In the sign of the thistle

The thistle: a superficial study

We do not want you to think that we are shallow; however, we have to admit that we are very much into looks. We certainly make sure our scarves look beautiful but we are also interested in the exterior of a specific plant: the weaver's thistle. We all know what a thistle is. They prick us when we are out walking and are not particularly pretty in a vase. However, one thing this prickly character is excellent at doing is combing; which is why it was once known as the “wolf's comb”. The spines of the dried seed heads are perfectly suited for stroking the surface of a fabric without damaging its sensitive fibres in the process. The countless tiny barbed hooks are better than any other tool at stroking cashmere to a perfectly soft finish.

Please do not attempt this on your own as you cannot simply run a rough thistle over fine wool material to achieve our finish. You would need to treat the thistles first to make sure they do not wear away too much of the fabric.

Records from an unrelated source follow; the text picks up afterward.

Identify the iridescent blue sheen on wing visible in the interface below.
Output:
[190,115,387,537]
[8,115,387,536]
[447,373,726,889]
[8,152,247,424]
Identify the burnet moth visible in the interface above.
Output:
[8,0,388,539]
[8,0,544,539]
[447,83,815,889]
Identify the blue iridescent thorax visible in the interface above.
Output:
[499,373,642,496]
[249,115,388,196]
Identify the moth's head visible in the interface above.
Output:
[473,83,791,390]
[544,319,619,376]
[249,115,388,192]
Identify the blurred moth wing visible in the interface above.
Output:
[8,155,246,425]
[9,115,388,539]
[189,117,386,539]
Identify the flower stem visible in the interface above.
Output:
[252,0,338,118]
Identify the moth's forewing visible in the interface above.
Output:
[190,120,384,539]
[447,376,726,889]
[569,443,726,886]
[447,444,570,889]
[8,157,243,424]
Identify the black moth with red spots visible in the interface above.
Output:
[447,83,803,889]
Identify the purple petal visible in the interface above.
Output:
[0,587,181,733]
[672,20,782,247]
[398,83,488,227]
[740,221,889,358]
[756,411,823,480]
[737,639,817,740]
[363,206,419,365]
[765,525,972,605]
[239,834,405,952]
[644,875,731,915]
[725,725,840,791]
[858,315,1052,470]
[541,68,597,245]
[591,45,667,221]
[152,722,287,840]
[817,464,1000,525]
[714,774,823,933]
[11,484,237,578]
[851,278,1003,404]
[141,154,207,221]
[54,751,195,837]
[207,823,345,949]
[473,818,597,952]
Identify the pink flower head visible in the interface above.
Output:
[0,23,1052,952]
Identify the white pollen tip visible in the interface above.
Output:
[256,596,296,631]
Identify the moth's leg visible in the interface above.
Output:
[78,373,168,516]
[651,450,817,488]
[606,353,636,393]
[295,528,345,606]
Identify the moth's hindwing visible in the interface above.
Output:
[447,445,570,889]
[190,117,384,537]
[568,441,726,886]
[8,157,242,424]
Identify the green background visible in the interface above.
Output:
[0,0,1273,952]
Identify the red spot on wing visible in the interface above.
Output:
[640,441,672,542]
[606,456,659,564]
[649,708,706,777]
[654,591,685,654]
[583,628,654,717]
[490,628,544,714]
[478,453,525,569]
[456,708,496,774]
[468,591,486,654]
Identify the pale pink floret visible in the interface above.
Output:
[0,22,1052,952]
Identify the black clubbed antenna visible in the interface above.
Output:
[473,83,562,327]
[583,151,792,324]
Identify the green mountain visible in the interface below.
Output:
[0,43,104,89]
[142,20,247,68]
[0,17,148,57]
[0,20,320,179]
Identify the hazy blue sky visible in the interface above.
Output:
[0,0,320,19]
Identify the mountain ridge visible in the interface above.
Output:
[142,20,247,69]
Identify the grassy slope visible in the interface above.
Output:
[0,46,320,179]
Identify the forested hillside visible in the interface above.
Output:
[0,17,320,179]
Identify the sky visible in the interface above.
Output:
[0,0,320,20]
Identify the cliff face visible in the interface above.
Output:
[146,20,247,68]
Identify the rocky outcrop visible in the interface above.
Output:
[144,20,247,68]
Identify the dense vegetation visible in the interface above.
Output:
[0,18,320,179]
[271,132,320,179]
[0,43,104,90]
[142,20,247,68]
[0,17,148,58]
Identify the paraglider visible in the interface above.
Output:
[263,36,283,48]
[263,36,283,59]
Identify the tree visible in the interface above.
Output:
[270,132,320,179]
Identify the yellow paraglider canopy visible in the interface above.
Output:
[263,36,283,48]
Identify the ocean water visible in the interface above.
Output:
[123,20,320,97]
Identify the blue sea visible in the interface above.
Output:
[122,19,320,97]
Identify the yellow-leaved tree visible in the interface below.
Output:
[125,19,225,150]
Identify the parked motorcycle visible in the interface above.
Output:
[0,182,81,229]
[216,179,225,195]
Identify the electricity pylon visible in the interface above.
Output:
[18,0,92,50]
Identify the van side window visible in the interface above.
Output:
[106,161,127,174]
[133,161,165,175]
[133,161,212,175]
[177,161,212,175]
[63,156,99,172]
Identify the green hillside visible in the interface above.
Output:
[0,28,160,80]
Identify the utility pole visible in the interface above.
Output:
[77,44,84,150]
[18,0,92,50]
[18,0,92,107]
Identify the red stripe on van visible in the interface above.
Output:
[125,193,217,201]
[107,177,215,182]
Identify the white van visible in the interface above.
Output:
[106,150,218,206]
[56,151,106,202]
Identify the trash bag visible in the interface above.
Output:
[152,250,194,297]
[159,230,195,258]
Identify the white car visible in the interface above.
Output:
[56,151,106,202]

Our thistles are placed in hot water and lightly flattened. Only then do we attach them to rails by hand, which are later fixed onto drums. This takes place in the wet spreading machine that requires special expertise. The loops will not all be completely even – after all, we are processing a natural product. For this reason, large and small thistle heads (over 1,200 of them) are alternately affixed. And that is no mean feat because the thistles are hot from the water and naturally prickly. Due to the enormous effort it involves, we are one of the few firms that still use this technique. However, we can only ensure our exceptional quality and shiny result in this way.

Why go through all of this? Only this specific finishing technique makes our cashmere scarves feather soft and fluffy and we have loved and used it here at FRAAS since the company was founded in 1880. Thus, it is no wonder that we have captured it in our brand logo.